Case 2:
A 39-year-old female, never-smoker, with a history of squamous cell
carcinoma in situ of the right true vocal cord, longstanding Crohn’s
disease, and gastroesophageal reflux presented with a cough and sore
throat. The prior right vocal cord lesion had been treated with
microlaryngoscopy and KTP laser excision by an outside otolaryngologist
seven months earlier. The pathology was consistent with SCC in situ with
negative margins. Her Crohn’s disease has been difficult to control with
oral involvement and prior requirement for multiple immunosuppressants
and steroids, including most recently the systemic biologic ustekinumab
(Stelara®). Gastroenterology planned to switch the
patient to vedolizumab (Entyvio®) in place of
ustekinumab given ongoing uncontrolled GI symptoms and the presence of
the head and neck neoplasm. Vedolizumab is a more
gastrointestinal-selective agent, with less systemic immunosuppression.
At presentation she reported a number of laryngeal symptoms including
constant cough, hoarseness, and sore throat, without shortness of
breath. On nasopharyngolaryngoscopy, a mass of the right anterior/mid
true cord was observed. The entire vocal fold was noted to be edematous
and erythematous, but vocal cord mobility was normal. There were no
palpable cervical lymph nodes. The patient was counseled on the need for
tissue biopsy of the concerning vocal cord lesion.
Microdirect laryngoscopy with biopsy of the right vocal cord mass was
performed in late January 2020. The lesion involved the right anterior
vocal cord without involvement of the anterior commissure, very limited
involvement of the inferior aspect of the vocal cord and suspicion for
possible early infraglottic extension. The lesion was noted to be partly
submucosal, very firm, and adherent to the underlying muscle/ligament
(Fig. 2). Pathology was positive for invasive, well-differentiated,
keratinizing SCC. She was therefore diagnosed with a stage I (cT1aN0M0)
SCC of the right vocal fold.
At this point, COVID-19 had entered our institution. Standard of care
options would normally include open or endoscopic cordectomy or
definitive radiotherapy. Radiation Oncology favored primary surgical
resection over radiotherapy given the risk of increased radiation
toxicity in a patient with active Crohn’s disease with oral cavity
involvement, the risk of exposure to SARS-CoV-2 from other patients and
healthcare providers during a typical 28-fraction (six-week) course of
radiotherapy, which would have corresponded to the predicted peak surge
in COVID-19 cases in our region, and her young age and hypothetical risk
of secondary malignancy. After discussion of the risks and benefits of
the different options with the patient and in collaboration with our
multidisciplinary team, she decided to undergo laser cordectomy.

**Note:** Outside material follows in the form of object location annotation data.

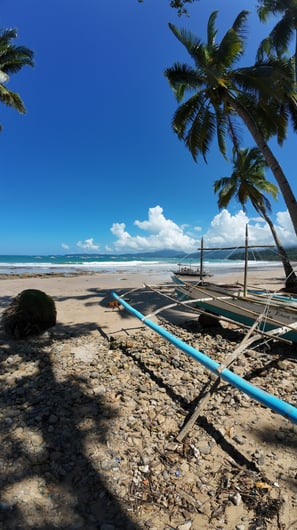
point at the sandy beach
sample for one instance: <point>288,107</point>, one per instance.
<point>91,412</point>
<point>83,299</point>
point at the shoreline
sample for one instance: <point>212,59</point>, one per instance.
<point>82,299</point>
<point>91,411</point>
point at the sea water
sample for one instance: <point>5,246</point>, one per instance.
<point>79,263</point>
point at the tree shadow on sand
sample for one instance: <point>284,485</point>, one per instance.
<point>48,477</point>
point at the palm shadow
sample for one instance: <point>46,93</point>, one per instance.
<point>46,425</point>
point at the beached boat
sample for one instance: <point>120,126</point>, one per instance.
<point>240,304</point>
<point>231,302</point>
<point>269,400</point>
<point>190,270</point>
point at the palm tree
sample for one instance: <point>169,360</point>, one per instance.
<point>219,93</point>
<point>12,59</point>
<point>283,32</point>
<point>248,182</point>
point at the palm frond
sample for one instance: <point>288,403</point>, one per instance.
<point>182,78</point>
<point>186,113</point>
<point>11,99</point>
<point>211,29</point>
<point>187,38</point>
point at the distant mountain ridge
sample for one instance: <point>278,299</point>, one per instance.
<point>259,254</point>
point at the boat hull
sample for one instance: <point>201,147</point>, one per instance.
<point>240,309</point>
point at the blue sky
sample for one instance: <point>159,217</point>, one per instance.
<point>94,164</point>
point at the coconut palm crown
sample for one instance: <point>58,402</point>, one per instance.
<point>12,59</point>
<point>248,183</point>
<point>285,29</point>
<point>219,93</point>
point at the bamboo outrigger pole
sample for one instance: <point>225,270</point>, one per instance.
<point>269,400</point>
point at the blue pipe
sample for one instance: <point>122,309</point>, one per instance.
<point>277,405</point>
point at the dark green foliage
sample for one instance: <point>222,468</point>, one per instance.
<point>31,313</point>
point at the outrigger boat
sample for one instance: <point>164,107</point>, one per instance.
<point>190,270</point>
<point>220,370</point>
<point>241,305</point>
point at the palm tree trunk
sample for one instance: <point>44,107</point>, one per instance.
<point>276,169</point>
<point>291,278</point>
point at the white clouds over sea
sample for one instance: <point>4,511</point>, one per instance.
<point>158,232</point>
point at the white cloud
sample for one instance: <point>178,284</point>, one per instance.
<point>225,229</point>
<point>87,244</point>
<point>162,234</point>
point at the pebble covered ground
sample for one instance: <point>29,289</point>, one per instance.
<point>89,427</point>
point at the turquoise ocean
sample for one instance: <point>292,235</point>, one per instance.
<point>79,263</point>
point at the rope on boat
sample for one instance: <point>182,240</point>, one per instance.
<point>268,400</point>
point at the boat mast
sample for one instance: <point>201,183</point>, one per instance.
<point>246,256</point>
<point>201,260</point>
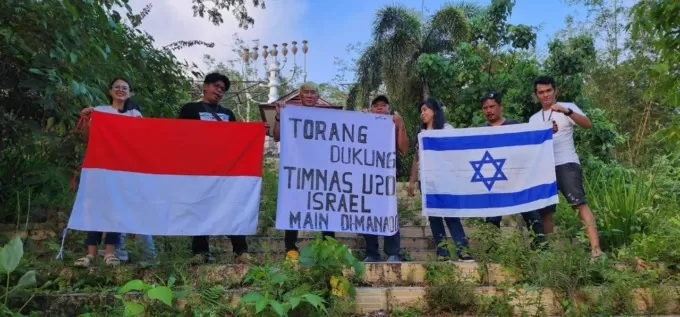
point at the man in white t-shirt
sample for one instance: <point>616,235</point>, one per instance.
<point>567,164</point>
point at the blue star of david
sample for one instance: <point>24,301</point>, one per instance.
<point>488,181</point>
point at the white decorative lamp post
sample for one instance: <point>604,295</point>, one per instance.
<point>273,63</point>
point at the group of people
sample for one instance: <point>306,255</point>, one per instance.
<point>540,222</point>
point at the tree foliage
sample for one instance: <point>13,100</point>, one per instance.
<point>55,58</point>
<point>237,8</point>
<point>658,20</point>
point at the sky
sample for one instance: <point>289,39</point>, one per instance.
<point>328,25</point>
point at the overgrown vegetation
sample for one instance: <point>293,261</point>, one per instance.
<point>58,56</point>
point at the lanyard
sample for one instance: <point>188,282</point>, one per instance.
<point>543,115</point>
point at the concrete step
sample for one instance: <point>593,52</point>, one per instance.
<point>231,275</point>
<point>484,301</point>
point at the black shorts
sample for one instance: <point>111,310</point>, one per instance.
<point>570,183</point>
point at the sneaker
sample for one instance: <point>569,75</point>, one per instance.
<point>371,259</point>
<point>393,259</point>
<point>245,258</point>
<point>292,256</point>
<point>466,258</point>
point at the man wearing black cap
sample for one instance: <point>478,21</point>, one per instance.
<point>381,105</point>
<point>493,111</point>
<point>214,87</point>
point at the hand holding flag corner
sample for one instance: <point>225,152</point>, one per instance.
<point>170,177</point>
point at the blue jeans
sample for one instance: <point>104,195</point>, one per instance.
<point>439,233</point>
<point>391,247</point>
<point>147,242</point>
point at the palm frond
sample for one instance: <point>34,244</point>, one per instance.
<point>470,9</point>
<point>448,27</point>
<point>391,19</point>
<point>369,76</point>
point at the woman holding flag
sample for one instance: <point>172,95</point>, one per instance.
<point>432,117</point>
<point>121,104</point>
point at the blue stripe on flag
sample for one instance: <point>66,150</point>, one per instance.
<point>487,141</point>
<point>498,200</point>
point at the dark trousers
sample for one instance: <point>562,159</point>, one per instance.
<point>290,238</point>
<point>391,246</point>
<point>95,238</point>
<point>533,222</point>
<point>439,233</point>
<point>201,244</point>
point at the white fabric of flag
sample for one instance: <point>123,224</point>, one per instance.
<point>487,171</point>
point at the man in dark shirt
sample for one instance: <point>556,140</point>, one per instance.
<point>208,109</point>
<point>493,111</point>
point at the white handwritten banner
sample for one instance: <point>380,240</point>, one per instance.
<point>337,172</point>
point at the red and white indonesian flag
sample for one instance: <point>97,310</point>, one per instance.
<point>170,177</point>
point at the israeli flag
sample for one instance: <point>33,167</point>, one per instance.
<point>487,171</point>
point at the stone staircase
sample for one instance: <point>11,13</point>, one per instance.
<point>385,288</point>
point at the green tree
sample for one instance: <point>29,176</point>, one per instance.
<point>658,20</point>
<point>399,39</point>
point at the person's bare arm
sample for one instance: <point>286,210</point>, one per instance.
<point>579,119</point>
<point>85,127</point>
<point>414,176</point>
<point>402,138</point>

In order to minimize aerosolization, the procedure was done with sharp
(cold) technique instead of laser. It was felt that an outpatient
procedure was preferable with avoidance of open partial laryngectomy
with imbrication and tracheostomy. At the time of surgery, the tumor was
considerably more extensive in terms of infraglottic spread than had
been anticipated and had likely progressed over a very short interval
since the original diagnosis. She was discharged after surgery and
instructed to take oral hydroxychloroquine (Plaquenil) 400 mg twice
daily on day one, then 200 mg twice daily for four days per an
Infectious Disease consultant. Final pathology revealed a keratinizing,
well differentiated, invasive squamous cell carcinoma of the right vocal
cord with negative but close margins, and was pathologically staged as
T2a. Tumor board consensus was to follow her by telemedicine for the
next several weeks and have her return for an in-person visit after the
anticipated viral infection “surge” in our community, and if she were
to recur, consideration of radiotherapy or supracricoid partial
laryngectomy. At this time, the patient is recovering well
post-operatively, with her care being coordinated via telemedicine.